District Court Judges have the most citizen contact. District Court Judges preside over all family law disputes and their decisions over equitable distribution, child custody and support are final, unless appealed to the NC Court of Appeals. They also preside over juvenile delinquency and petitions to remove children from abusive situations or homes where neglect is found. District Court Judges also have to address abortion requests from minors who do not want to notify their parents. They also preside over civil disputes not involving more than $25,000.00 and Small Claims Court appeals. These cases sometimes involve selecting juries to determine the facts. District Court Judges also have jurisdiction over domestic violence protective orders (50B). These hearings start out with the abused partner seeking emergency restraining orders from their abusers and once granted, preside over the hearing where both parties are present to offer evidence. District Court Judges also preside over misdemeanor criminal cases, probable cause hearings for felony cases and bond motion hearings.

What strengths would you bring to it should you be elected?

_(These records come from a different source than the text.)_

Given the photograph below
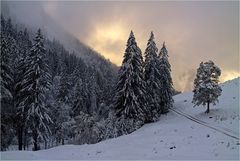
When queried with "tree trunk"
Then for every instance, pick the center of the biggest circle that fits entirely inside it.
(35, 136)
(25, 139)
(208, 103)
(20, 138)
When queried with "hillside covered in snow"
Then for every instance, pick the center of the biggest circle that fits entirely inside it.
(184, 133)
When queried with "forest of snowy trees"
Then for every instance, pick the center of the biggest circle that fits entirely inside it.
(52, 97)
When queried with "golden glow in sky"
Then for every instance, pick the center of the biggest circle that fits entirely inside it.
(194, 32)
(106, 39)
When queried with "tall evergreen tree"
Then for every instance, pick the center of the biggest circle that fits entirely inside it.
(130, 91)
(36, 82)
(6, 81)
(166, 90)
(206, 89)
(152, 76)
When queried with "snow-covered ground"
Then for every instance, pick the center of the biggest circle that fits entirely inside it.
(172, 137)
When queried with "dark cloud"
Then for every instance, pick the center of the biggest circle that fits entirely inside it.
(193, 31)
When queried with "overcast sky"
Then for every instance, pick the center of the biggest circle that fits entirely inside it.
(193, 31)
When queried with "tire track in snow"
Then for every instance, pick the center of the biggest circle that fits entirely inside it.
(224, 131)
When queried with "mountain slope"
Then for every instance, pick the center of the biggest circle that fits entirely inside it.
(172, 137)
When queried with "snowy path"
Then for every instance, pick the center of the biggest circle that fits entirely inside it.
(173, 137)
(222, 130)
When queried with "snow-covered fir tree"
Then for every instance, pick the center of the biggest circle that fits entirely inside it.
(206, 89)
(36, 82)
(131, 90)
(152, 75)
(6, 81)
(166, 84)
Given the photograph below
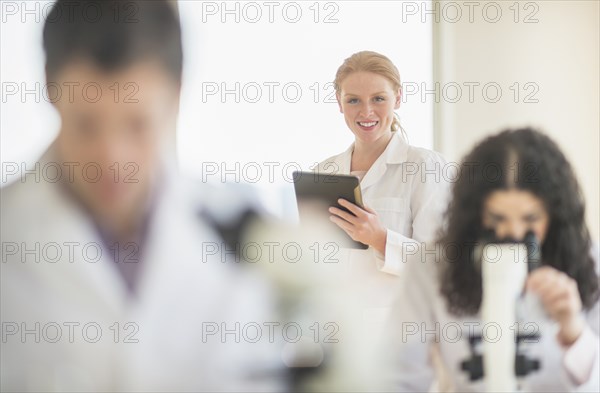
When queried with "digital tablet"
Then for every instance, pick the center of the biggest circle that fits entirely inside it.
(322, 191)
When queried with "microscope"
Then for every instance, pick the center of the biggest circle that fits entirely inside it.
(496, 353)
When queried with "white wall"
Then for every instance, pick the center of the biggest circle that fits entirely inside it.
(558, 54)
(251, 132)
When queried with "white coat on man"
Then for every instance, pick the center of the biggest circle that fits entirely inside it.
(69, 323)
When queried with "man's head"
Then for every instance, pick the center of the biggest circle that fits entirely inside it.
(118, 66)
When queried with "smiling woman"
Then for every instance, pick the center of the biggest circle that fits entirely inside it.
(401, 207)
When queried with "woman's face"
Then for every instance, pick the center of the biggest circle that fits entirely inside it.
(367, 101)
(512, 213)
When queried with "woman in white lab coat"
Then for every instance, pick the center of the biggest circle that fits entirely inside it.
(510, 184)
(403, 188)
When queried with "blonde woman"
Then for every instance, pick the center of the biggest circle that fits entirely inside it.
(403, 189)
(404, 194)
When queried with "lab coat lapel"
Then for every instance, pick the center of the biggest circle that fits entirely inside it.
(394, 153)
(92, 278)
(344, 161)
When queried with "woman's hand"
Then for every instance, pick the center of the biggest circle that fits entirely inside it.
(364, 226)
(559, 294)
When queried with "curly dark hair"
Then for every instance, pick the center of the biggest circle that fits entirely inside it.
(528, 160)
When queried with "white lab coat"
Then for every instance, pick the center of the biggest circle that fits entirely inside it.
(409, 190)
(182, 289)
(421, 321)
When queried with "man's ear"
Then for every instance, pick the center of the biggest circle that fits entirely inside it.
(48, 81)
(337, 97)
(398, 98)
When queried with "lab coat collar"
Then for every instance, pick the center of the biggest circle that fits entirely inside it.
(395, 153)
(73, 223)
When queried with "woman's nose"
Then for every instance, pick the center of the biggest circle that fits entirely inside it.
(515, 231)
(366, 110)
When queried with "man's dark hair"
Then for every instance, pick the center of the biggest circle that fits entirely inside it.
(113, 35)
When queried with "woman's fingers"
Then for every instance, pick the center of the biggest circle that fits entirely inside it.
(357, 211)
(343, 214)
(345, 225)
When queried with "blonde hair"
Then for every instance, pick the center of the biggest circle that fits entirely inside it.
(368, 61)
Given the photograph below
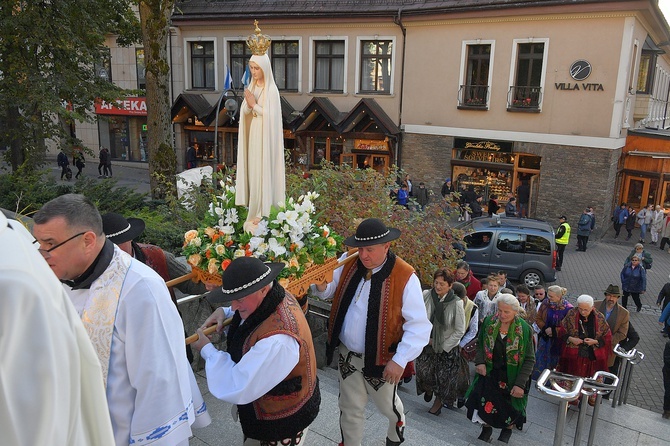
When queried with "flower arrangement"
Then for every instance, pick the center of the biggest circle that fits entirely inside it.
(290, 234)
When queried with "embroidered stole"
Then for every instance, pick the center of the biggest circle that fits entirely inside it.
(99, 311)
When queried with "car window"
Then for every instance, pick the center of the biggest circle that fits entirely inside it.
(479, 239)
(536, 244)
(510, 242)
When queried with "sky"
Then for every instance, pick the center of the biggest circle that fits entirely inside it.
(665, 7)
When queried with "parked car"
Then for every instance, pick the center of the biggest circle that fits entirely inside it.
(523, 247)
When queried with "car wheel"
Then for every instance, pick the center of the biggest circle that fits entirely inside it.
(531, 278)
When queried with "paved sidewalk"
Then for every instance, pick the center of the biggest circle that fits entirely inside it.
(590, 272)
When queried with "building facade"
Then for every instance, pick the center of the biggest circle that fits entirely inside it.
(488, 93)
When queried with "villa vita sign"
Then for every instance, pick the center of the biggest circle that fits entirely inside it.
(579, 71)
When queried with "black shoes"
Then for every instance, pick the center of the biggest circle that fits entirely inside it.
(505, 435)
(487, 431)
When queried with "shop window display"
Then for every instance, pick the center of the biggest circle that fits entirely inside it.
(485, 181)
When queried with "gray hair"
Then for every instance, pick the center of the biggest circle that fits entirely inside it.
(508, 299)
(557, 290)
(77, 211)
(585, 299)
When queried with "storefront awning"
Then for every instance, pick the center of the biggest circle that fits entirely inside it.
(319, 115)
(188, 105)
(656, 155)
(368, 116)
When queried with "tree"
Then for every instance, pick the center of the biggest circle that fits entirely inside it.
(155, 21)
(48, 54)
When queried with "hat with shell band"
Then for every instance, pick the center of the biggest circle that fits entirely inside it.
(372, 232)
(244, 276)
(118, 229)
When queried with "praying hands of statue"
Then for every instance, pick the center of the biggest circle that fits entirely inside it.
(249, 97)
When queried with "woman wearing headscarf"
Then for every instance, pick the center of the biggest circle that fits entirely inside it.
(437, 365)
(549, 316)
(260, 145)
(465, 276)
(472, 327)
(498, 395)
(633, 281)
(587, 340)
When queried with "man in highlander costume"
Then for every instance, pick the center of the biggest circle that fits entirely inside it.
(269, 370)
(378, 320)
(135, 329)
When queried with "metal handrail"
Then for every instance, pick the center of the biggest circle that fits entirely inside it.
(563, 395)
(595, 385)
(629, 360)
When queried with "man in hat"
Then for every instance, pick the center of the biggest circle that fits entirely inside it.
(617, 318)
(269, 370)
(378, 320)
(136, 331)
(562, 239)
(123, 232)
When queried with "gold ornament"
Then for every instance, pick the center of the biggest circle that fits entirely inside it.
(258, 43)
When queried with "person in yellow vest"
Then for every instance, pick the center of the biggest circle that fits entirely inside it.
(269, 370)
(562, 239)
(378, 320)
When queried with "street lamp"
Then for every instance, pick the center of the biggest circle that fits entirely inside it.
(231, 105)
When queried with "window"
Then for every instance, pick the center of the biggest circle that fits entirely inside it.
(327, 149)
(475, 90)
(239, 57)
(538, 245)
(526, 92)
(202, 65)
(141, 69)
(329, 66)
(509, 242)
(376, 66)
(103, 67)
(478, 239)
(285, 64)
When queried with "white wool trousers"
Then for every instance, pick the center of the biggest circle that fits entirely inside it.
(355, 389)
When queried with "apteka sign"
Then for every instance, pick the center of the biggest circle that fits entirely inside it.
(131, 106)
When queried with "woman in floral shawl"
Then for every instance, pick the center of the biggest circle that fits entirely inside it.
(588, 340)
(549, 316)
(505, 357)
(437, 365)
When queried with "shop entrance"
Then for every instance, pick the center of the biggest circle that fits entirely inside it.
(640, 191)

I have been a trial attorney for 36 years, a prosecuting attorney 13 years and an attorney in private practice for 23 years. This diverse experience makes me qualified for the responsibilities of a District Court Judge. I have been a trial attorney, prosecuting criminal cases from speeding to first degree murder. When I left the District Attorney’s office in 1996, I was handling the majority of the sexual assault cases with adult and child witnesses. That experience gave me an understanding as to how to deal with these special victims, which I feel equips me to handle these situations in family court. In private practice, I was partners with Clay Hemric, Clay Hemric Jr, Nancy Hemric, D. Thomas Lambeth (currently Senior Resident Superior Court Judge in Alamance County), Phillip Moseley, Kemp Liles, Morgan Whitney and Robert Giles. My former partners and I collaborated on cases that touched all the areas in which a District Court Judge has jurisdiction.
I became certified by the NC State bar as a specialist in criminal law in 1995. For almost 20 years, I agreed to accept cases in criminal court for clients who were not able to afford privately retained attorneys. This required a great many hours visiting inmates in the county jail, oftentimes going door to door, looking for clients who had not kept me up to date with their addresses. I also accepted cases on behalf of plaintiffs who were injured in negligence cases, such as car accidents and malpractice cases. In addition, I handled juvenile cases, child support cases and estate cases. My civil practice in personal injury was always limited to representing the plaintiff/injured client, never the insurance company.

District Court Judges are assigned both Civil and Criminal cases. Practicing attorneys often specialize in one or the other.

Which area do you have the most experience in and how would you handle coming up to speed on the other area?

After a few years, I did start limiting my practice to criminal defense and personal injury. I learned a long time ago to ask for help from experienced attorneys, clerks and social workers when I came across a case or subject with which I was not familiar. As the judge elect, I will be attending “New Judges School” before the swearing-in, which will be very helpful. Furthermore, for the first six months, I would strictly handle civil court because of my current position as an assistant district attorney. The state provides judges with research tools and legal advisers at the Institute of Government, which will provide me with necessary educational resources. Finally, 36 years of interviewing clients and witnesses has given me the proper experience of finding ways to get to the truth. I plan to make decisions on what is the right thing to do, even if my decision may not be popular.

Is there anything else you want voters to know?

I try to live my life on the simple plan of “Love God and love people.” I feel a judge has to have integrity, has to earn respect by respecting others, must be firm but fair, have the heart of a servant by being involved in the community, and finally should make judgements that offer hope to all people who come before the court. I have been involved with many charities in Alamance County the last 33 years and served on many local boards including: Rape Crisis, Mental Health, Child Fatality Task Force, and D.A.R.E. of Burlington.

Sorry, I no longer live in Alamance County and cannot vote for you. To all those who read this, I know Rick Champion well. In my career, I have tried many cases against him, observed how he treated people and witnessed his knowledge of the law. He was always fair, honest and well prepared. He will make a good judge.